So do the ICO have cookie law at the top of their list? Do the public understand cookies well enough to be bothered about reporting their improper usage?
Well I made a Freedom Of Information request to the ICO to find out – specifically asking how many sites had complaints made against them in 2013 and enquiring about any follow up actions.
The information I requested is in bold below…
The number of websites that have had a complaint lodged against them by a member of the public during the period Jan 2013 – Jan 2014 inclusive.
ICO reply: A total of 220 concerns about individual websites have been about brought to our attention via the reporting tool for the period between Jan 2013 and Jan 2014.
The number of websites that have had more than 1 complaint lodged against them by a member of the public during the period Jan 2013 – Jan 2014 inclusive.
ICO reply: 18 of these were organisations that were raised as concerns with us more than once.
The number of warning notices (emails/letters) issued to websites that have had a complaint lodged against them by a member of the public during the period Jan 2013 – Jan 2014 inclusive.
ICO reply: We sent out a total of 51 letters in the time period for which information was requested.

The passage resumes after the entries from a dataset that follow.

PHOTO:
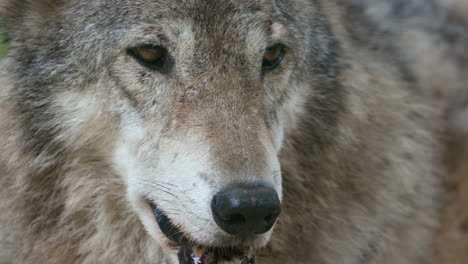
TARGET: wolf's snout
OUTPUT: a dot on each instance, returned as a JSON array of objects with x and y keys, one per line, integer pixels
[{"x": 245, "y": 209}]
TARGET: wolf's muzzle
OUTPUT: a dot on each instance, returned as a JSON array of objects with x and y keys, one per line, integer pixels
[{"x": 246, "y": 209}]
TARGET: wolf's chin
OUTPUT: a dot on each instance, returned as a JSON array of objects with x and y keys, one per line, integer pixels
[{"x": 192, "y": 252}]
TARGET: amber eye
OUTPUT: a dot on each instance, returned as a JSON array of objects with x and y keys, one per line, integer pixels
[
  {"x": 153, "y": 57},
  {"x": 273, "y": 57}
]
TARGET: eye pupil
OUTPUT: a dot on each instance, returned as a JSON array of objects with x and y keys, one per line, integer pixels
[
  {"x": 150, "y": 56},
  {"x": 273, "y": 57}
]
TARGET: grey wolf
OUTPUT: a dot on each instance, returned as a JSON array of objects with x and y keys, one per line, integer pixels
[{"x": 134, "y": 129}]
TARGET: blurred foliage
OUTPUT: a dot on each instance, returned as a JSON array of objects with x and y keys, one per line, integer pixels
[{"x": 3, "y": 43}]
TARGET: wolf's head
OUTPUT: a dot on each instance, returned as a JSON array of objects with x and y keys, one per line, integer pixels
[{"x": 187, "y": 101}]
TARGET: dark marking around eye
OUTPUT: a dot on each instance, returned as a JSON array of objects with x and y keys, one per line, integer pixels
[{"x": 153, "y": 57}]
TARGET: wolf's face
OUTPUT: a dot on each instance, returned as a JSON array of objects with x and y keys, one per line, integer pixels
[
  {"x": 201, "y": 132},
  {"x": 191, "y": 101}
]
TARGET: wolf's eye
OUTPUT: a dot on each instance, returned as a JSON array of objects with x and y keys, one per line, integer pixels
[
  {"x": 153, "y": 57},
  {"x": 273, "y": 57}
]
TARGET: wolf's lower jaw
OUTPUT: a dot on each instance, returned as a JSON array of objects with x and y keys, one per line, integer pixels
[{"x": 191, "y": 252}]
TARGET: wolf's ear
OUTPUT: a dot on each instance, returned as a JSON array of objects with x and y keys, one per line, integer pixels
[{"x": 15, "y": 14}]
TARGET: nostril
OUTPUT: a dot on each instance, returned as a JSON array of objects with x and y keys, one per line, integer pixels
[
  {"x": 269, "y": 219},
  {"x": 236, "y": 219}
]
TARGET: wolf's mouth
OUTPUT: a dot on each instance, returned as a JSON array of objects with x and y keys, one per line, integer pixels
[{"x": 192, "y": 253}]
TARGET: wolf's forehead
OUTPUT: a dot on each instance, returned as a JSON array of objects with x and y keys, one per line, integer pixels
[{"x": 212, "y": 17}]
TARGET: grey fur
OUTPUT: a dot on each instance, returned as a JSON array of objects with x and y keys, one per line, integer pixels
[{"x": 361, "y": 158}]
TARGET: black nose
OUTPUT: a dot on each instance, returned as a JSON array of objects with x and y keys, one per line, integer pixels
[{"x": 246, "y": 209}]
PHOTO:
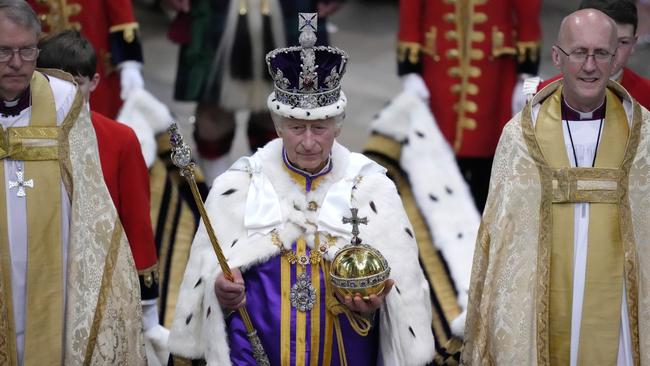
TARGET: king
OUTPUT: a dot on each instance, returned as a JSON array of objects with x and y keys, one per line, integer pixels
[{"x": 278, "y": 217}]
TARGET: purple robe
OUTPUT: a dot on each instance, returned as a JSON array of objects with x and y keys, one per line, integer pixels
[{"x": 264, "y": 300}]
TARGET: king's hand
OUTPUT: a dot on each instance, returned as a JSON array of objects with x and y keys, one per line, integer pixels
[{"x": 231, "y": 294}]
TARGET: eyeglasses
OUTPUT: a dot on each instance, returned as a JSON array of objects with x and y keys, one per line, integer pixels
[
  {"x": 25, "y": 53},
  {"x": 580, "y": 56}
]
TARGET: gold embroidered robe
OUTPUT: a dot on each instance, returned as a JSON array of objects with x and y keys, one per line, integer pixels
[
  {"x": 509, "y": 318},
  {"x": 100, "y": 306}
]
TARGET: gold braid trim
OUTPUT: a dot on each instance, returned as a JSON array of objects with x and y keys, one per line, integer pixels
[
  {"x": 65, "y": 128},
  {"x": 527, "y": 50},
  {"x": 358, "y": 322},
  {"x": 150, "y": 275},
  {"x": 631, "y": 264},
  {"x": 107, "y": 279},
  {"x": 408, "y": 51},
  {"x": 544, "y": 239},
  {"x": 128, "y": 30}
]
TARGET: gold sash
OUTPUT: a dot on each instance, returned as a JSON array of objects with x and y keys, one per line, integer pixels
[
  {"x": 601, "y": 187},
  {"x": 37, "y": 146}
]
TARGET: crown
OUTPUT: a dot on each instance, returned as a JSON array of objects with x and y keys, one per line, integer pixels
[{"x": 307, "y": 78}]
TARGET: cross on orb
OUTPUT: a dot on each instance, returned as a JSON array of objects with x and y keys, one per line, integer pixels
[{"x": 355, "y": 221}]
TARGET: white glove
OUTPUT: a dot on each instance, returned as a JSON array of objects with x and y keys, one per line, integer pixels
[
  {"x": 414, "y": 84},
  {"x": 523, "y": 92},
  {"x": 155, "y": 345},
  {"x": 130, "y": 78}
]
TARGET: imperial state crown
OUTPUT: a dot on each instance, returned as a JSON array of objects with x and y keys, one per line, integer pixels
[{"x": 307, "y": 78}]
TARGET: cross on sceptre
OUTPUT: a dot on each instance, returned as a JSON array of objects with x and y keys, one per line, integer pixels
[{"x": 355, "y": 221}]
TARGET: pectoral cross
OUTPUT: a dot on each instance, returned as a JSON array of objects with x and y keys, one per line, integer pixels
[
  {"x": 355, "y": 221},
  {"x": 20, "y": 183}
]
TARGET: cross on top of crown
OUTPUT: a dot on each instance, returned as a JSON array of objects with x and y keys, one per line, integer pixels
[{"x": 307, "y": 22}]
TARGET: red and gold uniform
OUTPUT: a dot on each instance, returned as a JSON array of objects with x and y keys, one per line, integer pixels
[
  {"x": 469, "y": 53},
  {"x": 127, "y": 180},
  {"x": 111, "y": 28}
]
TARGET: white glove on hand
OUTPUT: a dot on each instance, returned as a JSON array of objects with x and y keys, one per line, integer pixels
[
  {"x": 130, "y": 78},
  {"x": 523, "y": 92},
  {"x": 414, "y": 84},
  {"x": 155, "y": 342}
]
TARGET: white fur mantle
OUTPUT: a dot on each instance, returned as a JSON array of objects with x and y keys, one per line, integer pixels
[{"x": 405, "y": 318}]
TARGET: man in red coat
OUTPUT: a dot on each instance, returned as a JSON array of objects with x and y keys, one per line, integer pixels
[
  {"x": 111, "y": 28},
  {"x": 464, "y": 56},
  {"x": 624, "y": 13},
  {"x": 123, "y": 166}
]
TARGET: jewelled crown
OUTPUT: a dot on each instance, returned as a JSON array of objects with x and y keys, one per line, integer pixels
[{"x": 307, "y": 78}]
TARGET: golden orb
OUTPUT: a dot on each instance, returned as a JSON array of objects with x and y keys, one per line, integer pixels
[{"x": 359, "y": 269}]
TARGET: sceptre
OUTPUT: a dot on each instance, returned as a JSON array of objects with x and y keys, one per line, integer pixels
[{"x": 181, "y": 156}]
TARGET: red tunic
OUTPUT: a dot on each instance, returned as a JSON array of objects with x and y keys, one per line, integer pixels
[
  {"x": 110, "y": 27},
  {"x": 468, "y": 52},
  {"x": 127, "y": 179},
  {"x": 636, "y": 85}
]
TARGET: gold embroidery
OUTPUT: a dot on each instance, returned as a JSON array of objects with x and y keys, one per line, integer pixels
[
  {"x": 58, "y": 17},
  {"x": 8, "y": 351},
  {"x": 150, "y": 275},
  {"x": 128, "y": 31},
  {"x": 587, "y": 185},
  {"x": 498, "y": 44},
  {"x": 107, "y": 279},
  {"x": 528, "y": 50},
  {"x": 430, "y": 48},
  {"x": 303, "y": 260},
  {"x": 408, "y": 51}
]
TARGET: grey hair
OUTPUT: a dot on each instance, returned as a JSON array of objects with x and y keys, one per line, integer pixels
[
  {"x": 19, "y": 12},
  {"x": 278, "y": 119}
]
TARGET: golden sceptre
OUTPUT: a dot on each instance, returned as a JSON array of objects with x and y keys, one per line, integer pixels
[{"x": 181, "y": 156}]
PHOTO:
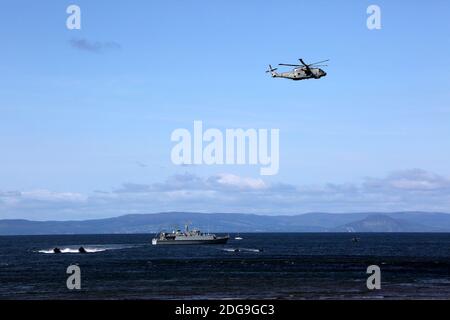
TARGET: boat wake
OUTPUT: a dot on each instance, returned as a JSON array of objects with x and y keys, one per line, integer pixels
[
  {"x": 242, "y": 250},
  {"x": 83, "y": 249}
]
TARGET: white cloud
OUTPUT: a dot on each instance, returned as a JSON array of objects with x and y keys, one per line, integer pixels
[{"x": 399, "y": 191}]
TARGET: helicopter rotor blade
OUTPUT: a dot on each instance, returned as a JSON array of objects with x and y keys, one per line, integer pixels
[
  {"x": 290, "y": 65},
  {"x": 312, "y": 64}
]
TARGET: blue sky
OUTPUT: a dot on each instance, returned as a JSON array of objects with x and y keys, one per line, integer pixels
[{"x": 86, "y": 133}]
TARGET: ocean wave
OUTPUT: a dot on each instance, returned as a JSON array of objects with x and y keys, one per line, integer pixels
[{"x": 88, "y": 249}]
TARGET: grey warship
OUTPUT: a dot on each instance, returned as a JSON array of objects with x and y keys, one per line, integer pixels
[{"x": 188, "y": 237}]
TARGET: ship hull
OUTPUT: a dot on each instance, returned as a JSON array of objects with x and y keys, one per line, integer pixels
[{"x": 221, "y": 240}]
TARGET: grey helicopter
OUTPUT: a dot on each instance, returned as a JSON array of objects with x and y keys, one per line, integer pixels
[{"x": 301, "y": 71}]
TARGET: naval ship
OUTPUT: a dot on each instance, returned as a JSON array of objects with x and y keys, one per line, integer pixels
[{"x": 188, "y": 237}]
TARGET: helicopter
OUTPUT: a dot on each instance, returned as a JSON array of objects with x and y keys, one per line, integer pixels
[{"x": 301, "y": 71}]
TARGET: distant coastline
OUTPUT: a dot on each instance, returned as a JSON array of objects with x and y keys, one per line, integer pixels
[{"x": 237, "y": 222}]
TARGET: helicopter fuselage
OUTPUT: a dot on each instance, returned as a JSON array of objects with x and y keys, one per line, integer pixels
[{"x": 301, "y": 74}]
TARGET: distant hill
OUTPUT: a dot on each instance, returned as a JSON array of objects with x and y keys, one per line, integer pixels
[
  {"x": 234, "y": 222},
  {"x": 384, "y": 223}
]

The number of websites that have had any action taken against them (above and beyond a warning letter/email/notice) as a direct result of member of the public raising a complaint during the period Jan 2013 – Jan 2014 inclusive.
ICO reply: We have not taken any formal action beyond writing to organisations and discussing their compliance with them. As is reflected online, this has resulted to sites taking significant steps, so formal enforcement has not been necessary.
If huge sites like Amazon and Tesco don’t have ugly and often overly intrusive banners or popups about cookies – why should anyone else? I imagine their vast legal teams told them to ignore it and wait for any warning letters that might arrive before taking action…
P.S. The reply from the ICO also made clear that whilst they receive “very low levels of concerns reported by members of the public” in relation to cookies, the emphasis is still every much on “unwanted marketing communications” – they received over 29,000 complaints of this nature in Q4 of 2013 alone.